Please check the response headers. You likely have one of two problems:

1. You are getting return code 401 and a header of invalid audience. In that case, you need to ask for a token for the "audience" that your FHIR server has been configured with.
2. You are getting a return 403, which means that the object id of your user (the oid claim in your token, which you can inspect with something like https://jwt.ms) is not in your list of allowed object ids (https://docs.microsoft.com/en-us/azure/healthcare-apis/find-identity-object-ids).

it is a 401 return code - I can see the audience in fhir api in azure portal. would I add a --audience parameter to the command above

It is the resource parameter in:

az account get-access-token --resource=https://azurehealthcareapis.com

resource and audience (claim aud) are equivalent. Whatever resource you ask for a token for has to be the same as the audience you have configured in the portal.

Also, check the response headers in Postman, they will tell you if the audience is invalid. And make sure there is not a trailing slash at then end of one and not the other.

www-authenticate = Bearer error="invalid_token"

Nothing about audience in the response headers

Can you paste the token into something like https://jwt.ms and just make sure that you didn't miss any characters or anything like that when you copied it.

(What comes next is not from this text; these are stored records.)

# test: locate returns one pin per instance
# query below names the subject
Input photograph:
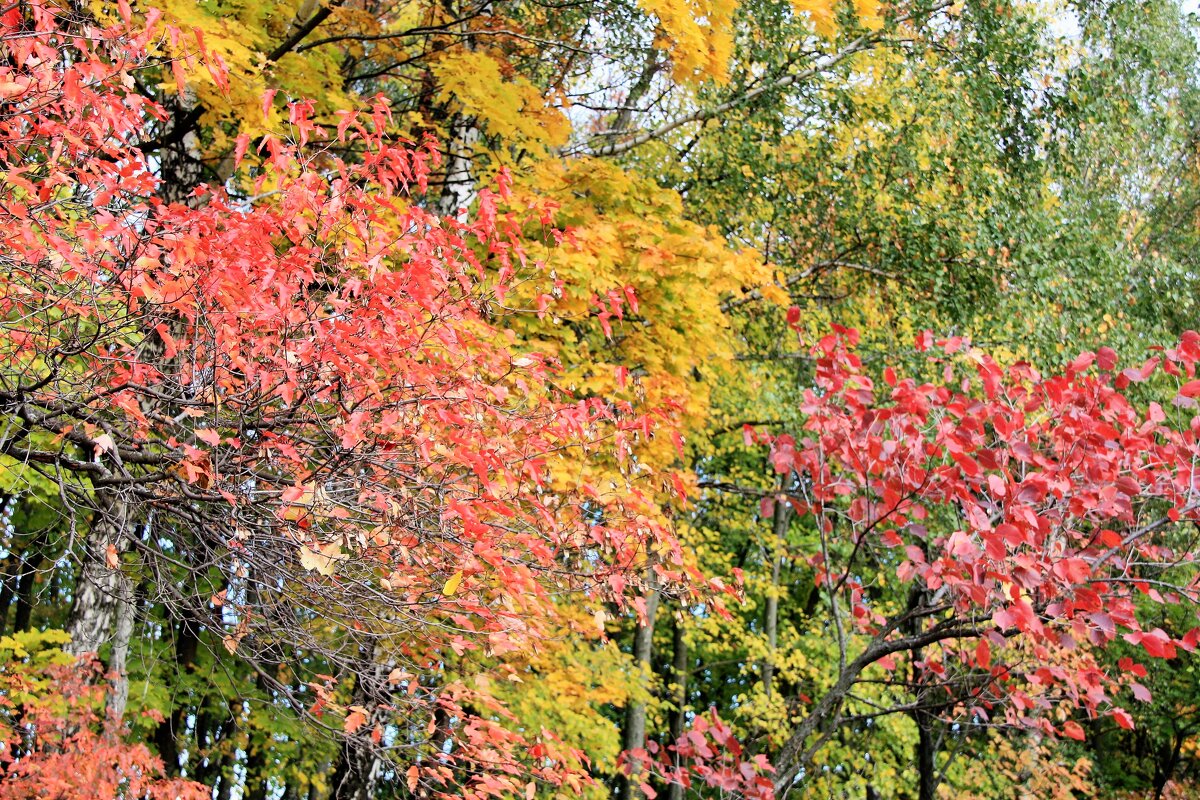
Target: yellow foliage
(697, 35)
(823, 14)
(627, 236)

Also, did you configure the FHIR service with the AAD tenant of your subscription as the "Authority". That is the default, but in case you changed it that could be something else to check.

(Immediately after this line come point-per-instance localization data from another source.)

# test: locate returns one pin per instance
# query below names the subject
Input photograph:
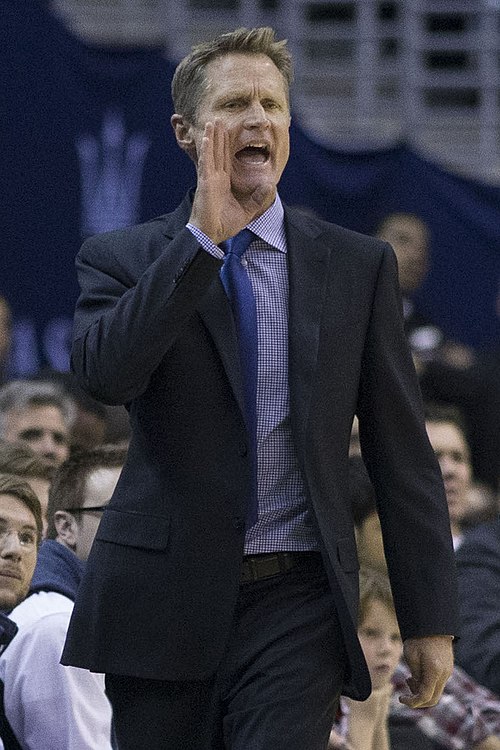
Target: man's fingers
(421, 696)
(430, 660)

Most likely you copied the token incorrectly.

It cannot decode the token
It starts with
{"resourceType":"Bundle","id":"
and ends with
azurehealthcareapis.com/Patient"}]}

Have I got the right token?

No you do not that the token right. That looks like some like some FHIR JSON. The token is the access token (Bearer token) you get from the command:

az account get-access-token --resource=https://azurehealthcareapis.com

When running that command you get a "token response" one of the fields in that token response is the access_token, that is what you need to paste into the Bearer token field in Postman.

It should looks like a long string of characters starting with something like eyJ0eXAiO... (lots more characters). It is a JWT, it is 3 . separated Base64 encoded segments.

Dam I was using the fhir response as the token, not the token.

Many thanks for you time all sorted now

close

Sure thing.

please-close

@hansenms Thanks for the super quick response. :+1:

Yes very quick and helpful thanks.

Hi hansenms ,

token created with Shell expire every 20 minutes.
is it possible to have one which does not expire ?

The life time of the token is something that is set in Azure Active Directory by the directory administrator, however tokens with infinite lifetime or even long life should not be created. It would not be considered secure.

thanks for your reply , but how to set token (1 year) in AD ?

I don't think AAD will allow you to do that. For an access token, I think the max is 1 day, but I could be wrong. Look somewhere like here for details:

https://docs.microsoft.com/en-us/azure/active-directory/develop/active-directory-configurable-token-lifetimes

Note even if it was possible, it would not be considered best practice to issue an access token with lifetime of one year.